Background Malignant gliomas (MG) comprise the most common types of primary central nervous system tumours.

Purpose An observational study to evaluate the efficacy and safety of bevacizumab plus irinotecan used off-label in recurrent malignant gliomas.

Materials and Methods Pharmacy records were reviewed to identify patients with histologically proven MG who had been treated with bevacizumab plus irinotecan as second- or third-line chemotherapy. Eligible patients: radiological evidence of tumour recurrence or progression prior to initiation of chemotherapy and STUPP regimen as first line. Patients were treated with IV bevacizumab (10 mg/kg) on days 1, 15 and 29 every 6 weeks and IV irinotecan (340 mg/m² if concomitant enzyme-inducing antiepileptic drugs (EIAEDs) or 125 mg/m2 if no EIAEDs) on days 1, 15 and 29 every 6 weeks. Treatment was continued until disease progression or unacceptable toxicity. Tumours were evaluated by brain MRIs. Response to treatment was assessed at baseline and every 3 cycles or whenever progression was clinically suspected. The Macdonald criteria were used to evaluate the response. Toxicity was assessed before each cycle by medical history, haematology and biochemistry. Adverse events were graded according to NCI-CTCAEv4. Antiepileptics were administered as medically indicated.

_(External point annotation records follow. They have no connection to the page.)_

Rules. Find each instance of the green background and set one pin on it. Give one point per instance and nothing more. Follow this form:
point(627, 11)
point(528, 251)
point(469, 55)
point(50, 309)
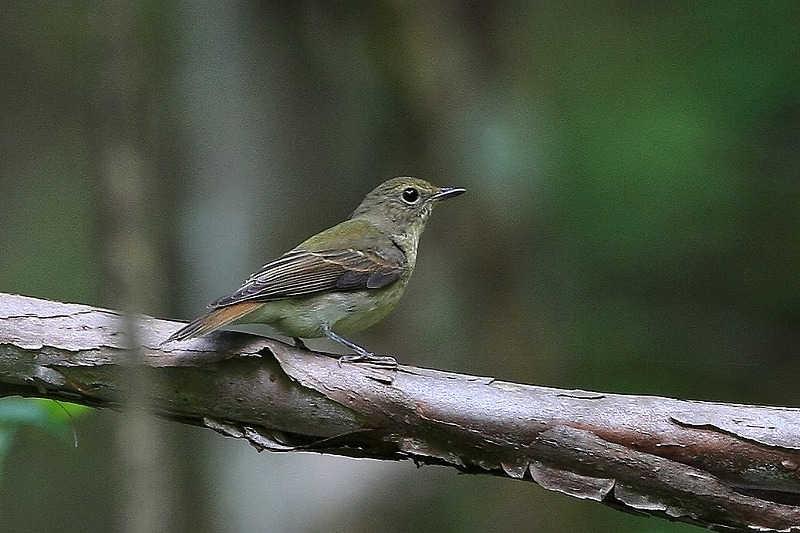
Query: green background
point(631, 221)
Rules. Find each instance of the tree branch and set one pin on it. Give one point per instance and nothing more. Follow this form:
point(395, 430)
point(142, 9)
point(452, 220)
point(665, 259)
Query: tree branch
point(711, 464)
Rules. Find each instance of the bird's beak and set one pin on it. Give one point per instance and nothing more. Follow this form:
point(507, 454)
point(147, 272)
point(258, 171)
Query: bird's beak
point(447, 192)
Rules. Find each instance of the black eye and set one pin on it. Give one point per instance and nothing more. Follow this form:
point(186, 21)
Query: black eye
point(410, 195)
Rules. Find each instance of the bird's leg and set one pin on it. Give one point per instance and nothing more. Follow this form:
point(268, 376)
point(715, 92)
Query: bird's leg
point(361, 355)
point(299, 344)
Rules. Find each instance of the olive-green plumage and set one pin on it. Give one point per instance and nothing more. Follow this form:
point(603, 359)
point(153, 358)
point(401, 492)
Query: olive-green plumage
point(341, 280)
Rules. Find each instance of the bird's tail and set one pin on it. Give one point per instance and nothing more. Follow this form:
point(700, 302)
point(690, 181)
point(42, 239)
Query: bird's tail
point(212, 320)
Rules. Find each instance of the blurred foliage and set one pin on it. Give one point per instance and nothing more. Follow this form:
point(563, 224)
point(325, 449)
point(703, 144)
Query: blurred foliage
point(631, 222)
point(51, 416)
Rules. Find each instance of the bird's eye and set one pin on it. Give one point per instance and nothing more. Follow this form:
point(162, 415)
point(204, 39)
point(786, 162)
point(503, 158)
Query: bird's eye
point(410, 195)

Results Seven patients (5 men, 2 women) were evaluated. Mean age was 52.4 years and glioblastoma multiforme (GBM) was the major histotype (71%). 71.4% of patients had had a total resection as primary surgery and 14.3% of patients had undergone second surgery at disease recurrence. The median number of cycles administered was 4. Overall activity comprised 3 partial responses (42.86%); and 1 (14.28%) disease stabilisation for a Disease Control Rate of 57.14%. Three patients (42.86%) experienced disease progression. The median progression-free survival was 8.2 months (95% confidence interval (CI): 5.4–10.9) and the median overall survival was 11.8 months (95% CI: 6.1–17.5). No central nervous system haemorrhages occurred, but one patient developed deep venous thromboses.

Conclusions The combination of bevacizumab and irinotecan seems to run as an alternative and active regimen for recurrent MG with acceptable toxicity but it is necessary to expand the study population to draw definitive conclusions.

No conflict of interest.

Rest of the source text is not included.